A relation between Gibbs Entropy and Boltzmann Entropy

Question

We have Gibbs Entropy which is defined as $S_G(U,V,N)=k_B \ln \Omega_0$, where $\Omega_0$ is the number of microscopic states with energy equal or smaller than $U$. Note that this definition differs from the definition of Boltzmann Entropy, $S_B(U,V,\delta U, N) = k_B \ln \Omega$, where $\Omega = (\partial \Omega_0 / \partial U)\delta U$. Consider the different definitions of tempratures: $$T_B = (\partial S_B / \partial U)^{-1}$$ $$T_G = (\partial S_G / \partial U)^{-1}$$

I want to show that: $$T_B/T_G = 1/(1+k_B/C)$$ where $C = (\partial T_G /\partial E)^{-1}$ is the total heat capacity associated with $T_G$.

I am not sure how to show it, after some algebraic manipulations I got to: $$T_B/T_G = \frac{\Omega / \Omega_0}{(\partial \Omega \partial U) / (\partial \Omega_0 / \partial U)} = $$ $$ = \frac{\delta U (\partial \Omega_0 / \partial U)/\Omega_0}{\partial^2 \Omega_0 /\partial U^2\delta U / (\partial \Omega_0 /\partial U)} = $$ $$ = \frac{(\partial \Omega_0 / \partial U)^2 1/ \Omega_0}{\partial^2 \Omega_0 / \partial U^2}$$

And $$C^{-1} = \frac{-1}{(\partial S_G / \partial U)^2} \frac{\partial^2 S_G}{\partial U \partial E}$$

I am stuck, does someone have a detailed reference where this is shown or knows how to show it?

Answer 1

Okay, let primes be partial derivatives with respect to $U$ and $\sigma = S_B$ and $S = S_G$ and let me redefine $\Omega$ as $\Omega_0$ so that I don't have to keep writing these subscript-zeros on every $\Omega_0$ (in other words I will not refer to your $\Omega$ explicitly at all in this answer).
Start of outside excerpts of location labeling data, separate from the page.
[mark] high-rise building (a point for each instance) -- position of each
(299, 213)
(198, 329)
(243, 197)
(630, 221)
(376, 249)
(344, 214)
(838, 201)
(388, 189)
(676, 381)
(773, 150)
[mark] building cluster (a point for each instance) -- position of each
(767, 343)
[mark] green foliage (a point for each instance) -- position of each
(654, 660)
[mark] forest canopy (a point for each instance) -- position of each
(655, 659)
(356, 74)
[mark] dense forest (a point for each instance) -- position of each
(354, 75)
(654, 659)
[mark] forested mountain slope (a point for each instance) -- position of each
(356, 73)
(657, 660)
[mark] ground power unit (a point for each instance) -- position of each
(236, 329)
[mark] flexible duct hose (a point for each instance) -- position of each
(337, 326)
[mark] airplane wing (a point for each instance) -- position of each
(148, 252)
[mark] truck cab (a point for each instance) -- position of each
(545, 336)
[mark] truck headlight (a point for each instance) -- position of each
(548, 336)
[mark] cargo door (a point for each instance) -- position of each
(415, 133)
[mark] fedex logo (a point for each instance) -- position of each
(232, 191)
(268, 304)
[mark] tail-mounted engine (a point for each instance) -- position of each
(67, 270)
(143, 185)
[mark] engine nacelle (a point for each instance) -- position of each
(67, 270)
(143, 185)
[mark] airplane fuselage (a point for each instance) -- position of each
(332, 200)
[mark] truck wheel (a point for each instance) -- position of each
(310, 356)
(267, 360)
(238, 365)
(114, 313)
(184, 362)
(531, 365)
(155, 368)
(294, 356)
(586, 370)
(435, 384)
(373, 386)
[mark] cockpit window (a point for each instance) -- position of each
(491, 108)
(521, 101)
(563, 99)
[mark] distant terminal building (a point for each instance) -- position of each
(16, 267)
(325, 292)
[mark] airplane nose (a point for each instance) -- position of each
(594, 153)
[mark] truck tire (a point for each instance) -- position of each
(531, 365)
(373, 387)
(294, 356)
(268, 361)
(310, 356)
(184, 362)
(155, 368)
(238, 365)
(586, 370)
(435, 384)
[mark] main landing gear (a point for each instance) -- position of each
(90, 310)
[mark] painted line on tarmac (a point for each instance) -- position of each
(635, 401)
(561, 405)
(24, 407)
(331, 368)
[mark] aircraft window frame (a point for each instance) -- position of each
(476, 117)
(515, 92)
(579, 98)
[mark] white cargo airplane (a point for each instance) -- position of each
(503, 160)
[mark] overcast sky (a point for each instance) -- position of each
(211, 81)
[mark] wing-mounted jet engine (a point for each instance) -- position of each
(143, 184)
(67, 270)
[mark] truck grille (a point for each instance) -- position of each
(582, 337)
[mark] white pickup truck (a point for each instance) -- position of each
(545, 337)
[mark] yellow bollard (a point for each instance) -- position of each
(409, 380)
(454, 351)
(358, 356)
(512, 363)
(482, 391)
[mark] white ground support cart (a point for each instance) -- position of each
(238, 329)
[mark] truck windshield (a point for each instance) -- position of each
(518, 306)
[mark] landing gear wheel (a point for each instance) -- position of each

Then you have the corresponding temperature definitions $$\begin{array}{rcl} \tau^{-1} &= \sigma' =& k ~\Omega'' /\Omega',\\ T^{-1} &= S' =& k ~\Omega'/\Omega. \end{array} $$ You have defined $$C^{-1} = T' = (1/S')' = \frac{-S''}{(S')^2} = -\frac{k \big[\Omega''/\Omega ~-~(\Omega')^2/\Omega^2\big]}{k^2 (\Omega')^2 / \Omega^2}.$$ Seems pretty straightforward to me, though I can see why you might have been put off by the complexity of the symbols, especially if you failed to unite conceptually $E$ and $U$ in your expressions. After cancellation above you should get:$$k/C = 1 - \frac{\Omega'' ~\Omega}{(\Omega')^2} = 1 - \frac{T}{\tau}.$$The only variation I'm seeing from your expression is that I get a $\tau/T = 1/(1 - k/C)$ expression, and I don't see a way to fix that difference in our signs; that minus sign seems morally destined to be there unless I'm missing something like $E$ is some energy flow into a system and therefore $E = - U$ and $C^{-1} = - T'$ or so.